AZ failure drill — the shape of testing is the inverse: intentionally simulate AZ failures to validate the multi-AZ topology actually works. Netflix Chaos Kong / Chaos Gorilla pattern.
Aurora, RDS multi-AZ, Spanner, CockroachDB, FoundationDB all impose similar multi-AZ (or multi-region) constraints for their durability story. The shape is standard for distributed databases at this tier.

Seen in¶

— Max Englander, 2025-07-03. Canonicalises the minimum 2 replicas per cluster datum verbatim: "a primary instance and a minimum of two replicas. Each instance is composed of a VM and storage residing in the data plane. Instances evenly distributed across three availability zones. Automatic failovers from primaries to healthy replicas in response to failures." Frames the multi-AZ topology as the concrete architectural embodiment of the isolation + redundancy + static stability principle trio, and as the substrate the weekly failover drill rides on.
— Brian Morrison II, 2023-09-27. Canonical statement of the 3-AZ-minimum placement constraint for paid PlanetScale databases, and of the operator's role in AZ-failure reconciliation. Post doesn't provide MTTR numbers for AZ failover.

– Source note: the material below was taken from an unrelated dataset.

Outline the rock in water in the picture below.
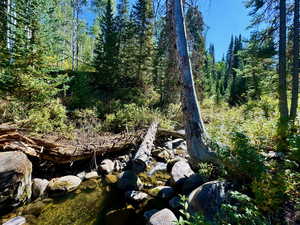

— Real-world stress-test of the 3-AZ minimum topology against a partial partition. Phase 2 of the 2025-10-20 AWS us-east-1 incident (14:30–19:30 UTC window) surfaced partial network partitions where cross-AZ connectivity failed asymmetrically — exactly the failure mode the 3-AZ-minimum argument doesn't cover (the argument tolerates one AZ down only when the remaining two stay connected). Operator response was manual zonal reparenting of primaries to AZs colocated with the customer's application or with fewer observed partition symptoms. PlanetScale's forward-looking remediation commitment: exploiting us-east-1's six AZs (most AWS regions have three) to make the placement more resilient to both zonal outages and the partial-partition failure mode between them. Canonical case study for when the 3-AZ-minimum topology holds (phase 1 — control-plane dependency chain died but the multi-AZ data plane was untouched) and when it's at the edge of its design envelope (phase 2 partial partitions).